Is uw onderneming klaar voor de Klokkenluiderswet?

Is uw onderneming klaar voor de Klokkenluiderswet?

Na de ondernemingen met minstens 250 werknemers[1], is het de beurt aan de ondernemingen[2] met minstens 50 werknemers om een intern meldingskanaal op te zetten. De deadline van 17 december 2023 nadert. In deze blog wijzen we op een aantal praktische aandachtspunten waar ondernemingen rekening mee dienen te houden bij het opzetten van een intern meldingskanaal en het uitwerken van een klokkenluidersregeling.

In de onderneming is al een klokkenluidersregeling van toepassing….is dat niet voldoende?  

Het is mogelijk dat er in uw onderneming al een klokkenluidersregeling van toepassing is die werknemers de mogelijkheid geeft om melding te doen van onregelmatigheden met betrekking tot de zakelijke gedragscode (“code of conduct”), grensoverschrijdend gedrag, omkoping, fraude, handel met voorkennis,…

Dit betekent echter niet dat u de bepalingen van de Klokkenluiderswet kan negeren. De Klokkenluiderswet bevat immers een (minimum)lijst van materies waarover men inbreuken kan melden. Deze meldingen moeten bovendien gebeuren binnen het kader dat de Klokkenluiderswet voorschrijft. Ondernemingen waarin een klokkenluidersregeling reeds in voege is, doen er dan ook goed aan te verifiëren in welke mate bijsturingen aan de ondernemingseigen regeling noodzakelijk zijn.
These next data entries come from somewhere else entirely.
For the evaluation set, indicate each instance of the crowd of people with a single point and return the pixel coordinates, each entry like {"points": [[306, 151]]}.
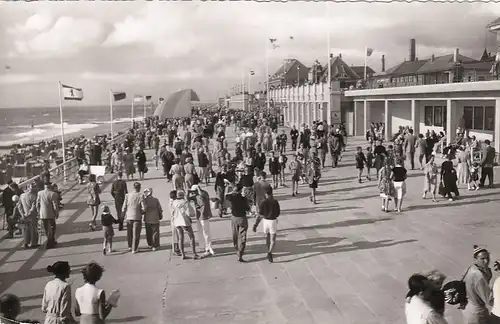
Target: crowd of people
{"points": [[195, 154]]}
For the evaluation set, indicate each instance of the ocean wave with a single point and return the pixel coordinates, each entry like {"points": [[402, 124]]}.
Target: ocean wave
{"points": [[47, 131]]}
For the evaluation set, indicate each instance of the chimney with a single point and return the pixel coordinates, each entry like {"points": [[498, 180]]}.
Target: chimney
{"points": [[412, 50]]}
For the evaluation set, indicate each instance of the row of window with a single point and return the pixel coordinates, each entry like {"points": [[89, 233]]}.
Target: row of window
{"points": [[476, 117]]}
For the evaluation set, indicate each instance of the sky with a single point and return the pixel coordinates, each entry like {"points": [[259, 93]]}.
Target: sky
{"points": [[156, 48]]}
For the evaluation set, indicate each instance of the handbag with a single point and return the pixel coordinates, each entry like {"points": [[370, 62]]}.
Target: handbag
{"points": [[455, 292], [442, 190]]}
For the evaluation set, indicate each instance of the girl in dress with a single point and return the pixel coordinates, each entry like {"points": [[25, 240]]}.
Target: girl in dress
{"points": [[91, 303]]}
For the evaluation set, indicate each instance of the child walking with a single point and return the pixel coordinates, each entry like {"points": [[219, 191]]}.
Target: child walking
{"points": [[369, 161], [282, 160], [107, 221], [473, 177], [360, 162]]}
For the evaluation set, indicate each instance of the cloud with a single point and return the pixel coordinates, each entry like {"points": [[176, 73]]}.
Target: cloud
{"points": [[11, 78], [143, 78], [35, 23], [67, 37]]}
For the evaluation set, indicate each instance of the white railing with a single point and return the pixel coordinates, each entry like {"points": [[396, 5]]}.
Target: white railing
{"points": [[57, 174]]}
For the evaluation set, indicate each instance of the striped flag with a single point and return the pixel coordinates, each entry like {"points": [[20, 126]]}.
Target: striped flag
{"points": [[71, 93], [117, 96]]}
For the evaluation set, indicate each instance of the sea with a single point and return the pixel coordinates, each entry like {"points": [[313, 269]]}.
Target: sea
{"points": [[32, 125]]}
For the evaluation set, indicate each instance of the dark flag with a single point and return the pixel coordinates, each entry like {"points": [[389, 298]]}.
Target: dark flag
{"points": [[117, 96]]}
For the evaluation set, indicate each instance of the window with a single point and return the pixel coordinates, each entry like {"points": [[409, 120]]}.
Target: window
{"points": [[438, 116], [478, 118], [489, 118], [429, 115], [468, 116]]}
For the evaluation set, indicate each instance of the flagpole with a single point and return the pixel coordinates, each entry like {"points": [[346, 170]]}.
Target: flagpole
{"points": [[329, 74], [267, 76], [111, 111], [62, 131], [366, 58], [132, 115]]}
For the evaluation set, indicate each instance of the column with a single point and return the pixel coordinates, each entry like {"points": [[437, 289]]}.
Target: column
{"points": [[388, 120], [358, 118], [415, 116], [367, 116], [496, 134], [451, 120]]}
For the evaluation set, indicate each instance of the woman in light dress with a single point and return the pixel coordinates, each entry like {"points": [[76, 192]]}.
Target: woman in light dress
{"points": [[56, 301], [91, 303], [463, 166], [177, 172], [424, 303], [385, 186]]}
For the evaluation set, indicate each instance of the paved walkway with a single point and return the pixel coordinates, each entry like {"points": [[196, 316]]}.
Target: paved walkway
{"points": [[341, 261]]}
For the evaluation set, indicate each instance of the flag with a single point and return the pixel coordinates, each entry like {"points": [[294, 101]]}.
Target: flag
{"points": [[117, 96], [71, 93]]}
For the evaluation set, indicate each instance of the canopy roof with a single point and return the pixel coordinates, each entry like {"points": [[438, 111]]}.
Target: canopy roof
{"points": [[177, 104]]}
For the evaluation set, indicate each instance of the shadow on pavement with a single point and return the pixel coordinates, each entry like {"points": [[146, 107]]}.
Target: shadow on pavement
{"points": [[303, 249], [126, 319], [312, 209]]}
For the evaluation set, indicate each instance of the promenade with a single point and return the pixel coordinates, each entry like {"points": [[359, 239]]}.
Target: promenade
{"points": [[340, 261]]}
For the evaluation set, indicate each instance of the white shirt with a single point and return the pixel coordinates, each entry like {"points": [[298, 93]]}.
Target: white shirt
{"points": [[419, 312]]}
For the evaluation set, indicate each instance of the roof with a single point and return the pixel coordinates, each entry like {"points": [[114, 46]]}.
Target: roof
{"points": [[177, 104], [360, 71], [339, 70], [486, 66], [406, 67], [443, 63], [494, 23], [288, 64]]}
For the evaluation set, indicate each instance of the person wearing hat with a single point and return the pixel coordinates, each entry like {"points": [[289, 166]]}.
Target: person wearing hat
{"points": [[182, 212], [431, 176], [29, 215], [107, 221], [118, 192], [203, 215], [56, 301], [133, 215], [477, 280], [47, 205], [153, 214]]}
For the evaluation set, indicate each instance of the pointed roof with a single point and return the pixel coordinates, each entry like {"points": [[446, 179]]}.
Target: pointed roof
{"points": [[494, 23], [443, 63], [177, 104], [485, 57], [339, 70]]}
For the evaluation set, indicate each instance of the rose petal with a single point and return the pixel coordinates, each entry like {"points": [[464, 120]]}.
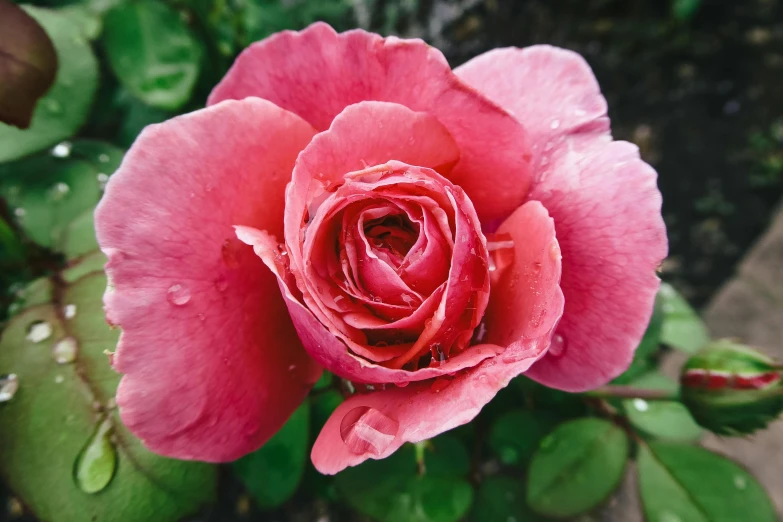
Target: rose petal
{"points": [[519, 300], [329, 350], [316, 73], [551, 91], [605, 203], [422, 410], [607, 209], [212, 363]]}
De onderneming maakt deel uit van een grotere internationale groep. De groep werkt samen met een externe dienstverlener die een klokkenluiderstool aanbiedt (hotline, platform) die gebruikt wordt voor de hele groep, inclusief de Belgische dochteronderneming. Is dat toegelaten?

Volgens de richtlijnen van de Europese Commissie volstaat het niet dat enkel een centrale klokkenluidersregeling op groepsniveau wordt aangehouden en moeten dochterondernemingen (juridische entiteiten met minstens 50 werknemers) ook hun eigen intern meldingskanaal hebben.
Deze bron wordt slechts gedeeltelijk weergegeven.